I've been developing Peer Calls since 2016. It's an open source WebRTC group conferencing solution, doesn't require a user account, has a full-mesh P2P and SFU mode (streaming through central server). Works on Android, iOS, Firefox, Chrome, Safari, latest Edge and there is no app - only a link that you need to share: https://peercalls.com/
For the audio side, Mumble is okay. Doesn't do feedback cancellation as well as Zoom, and it uses keys to auth which are really confusing for the user (and the UI isn't great at letting you switch which you're using).
But I got a mumble server up and running in no time flat, so it works that way, and the audio quality is amazing - far better than Zoom - as long as everybody's wearing properly-configured headsets.
Everyone starts with p2p and realizes it doesn't work.
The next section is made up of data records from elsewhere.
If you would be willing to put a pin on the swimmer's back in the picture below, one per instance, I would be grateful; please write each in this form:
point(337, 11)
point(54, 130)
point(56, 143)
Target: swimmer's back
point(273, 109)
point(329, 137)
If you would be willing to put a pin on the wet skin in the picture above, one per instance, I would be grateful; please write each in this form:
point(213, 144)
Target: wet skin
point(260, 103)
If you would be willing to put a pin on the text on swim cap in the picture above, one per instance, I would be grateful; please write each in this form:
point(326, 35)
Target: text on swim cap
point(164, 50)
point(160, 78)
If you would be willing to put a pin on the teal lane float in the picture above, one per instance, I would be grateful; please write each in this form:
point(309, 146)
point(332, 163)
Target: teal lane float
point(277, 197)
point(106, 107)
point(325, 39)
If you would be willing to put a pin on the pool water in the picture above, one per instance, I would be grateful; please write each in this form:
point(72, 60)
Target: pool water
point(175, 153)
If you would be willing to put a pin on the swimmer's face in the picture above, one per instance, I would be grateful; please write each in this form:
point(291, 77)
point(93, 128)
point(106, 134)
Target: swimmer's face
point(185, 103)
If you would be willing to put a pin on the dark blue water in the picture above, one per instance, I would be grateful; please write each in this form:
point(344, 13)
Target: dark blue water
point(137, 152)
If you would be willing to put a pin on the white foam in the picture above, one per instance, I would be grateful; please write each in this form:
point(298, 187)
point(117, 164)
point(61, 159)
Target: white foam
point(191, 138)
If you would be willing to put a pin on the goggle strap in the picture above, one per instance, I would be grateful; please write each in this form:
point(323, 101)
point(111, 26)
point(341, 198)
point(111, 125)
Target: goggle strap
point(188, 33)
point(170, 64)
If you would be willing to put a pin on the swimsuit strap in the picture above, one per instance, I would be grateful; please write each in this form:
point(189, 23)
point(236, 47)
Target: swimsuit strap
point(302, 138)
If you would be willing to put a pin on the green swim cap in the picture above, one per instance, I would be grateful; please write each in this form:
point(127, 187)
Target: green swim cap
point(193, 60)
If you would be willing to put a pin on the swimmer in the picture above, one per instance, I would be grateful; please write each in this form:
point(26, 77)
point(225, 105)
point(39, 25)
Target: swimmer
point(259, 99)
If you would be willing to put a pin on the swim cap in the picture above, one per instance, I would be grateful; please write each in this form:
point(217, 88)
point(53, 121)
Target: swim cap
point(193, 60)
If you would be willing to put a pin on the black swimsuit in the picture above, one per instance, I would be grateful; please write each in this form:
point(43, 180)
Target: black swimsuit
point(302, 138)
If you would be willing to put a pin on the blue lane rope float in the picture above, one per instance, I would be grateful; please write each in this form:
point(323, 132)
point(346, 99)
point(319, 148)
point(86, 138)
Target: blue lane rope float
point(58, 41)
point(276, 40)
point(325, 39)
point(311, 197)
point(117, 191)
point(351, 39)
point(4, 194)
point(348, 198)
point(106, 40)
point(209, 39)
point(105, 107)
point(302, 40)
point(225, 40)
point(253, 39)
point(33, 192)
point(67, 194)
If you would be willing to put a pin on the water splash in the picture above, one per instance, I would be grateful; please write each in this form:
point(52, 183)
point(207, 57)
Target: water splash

OG skype predates fast internet and expectations of extremely smooth conferencing between arbitrary number of users. A centralised server is basically a requirement for acceptable performance.
Federation isn't needed because you don't need to have servers that communicate with each other, you just need some server that can host a given video call. So any open source solution works, no federation architecture is required.
The "how" would depend on how you implement it. The servers could determine at the beginning which one gets to host the call and tell all participating clients to connect there, or there could be some client-server-server-client model akin to e.g. IRC, where you would save some server bandwidth in exchange for worse latency (more hops). I'm just spitballing here, mind you.
My question is not "how does federation work?" It is "in what situation is federation useful for video conferencing in a way that a single open source server is not?"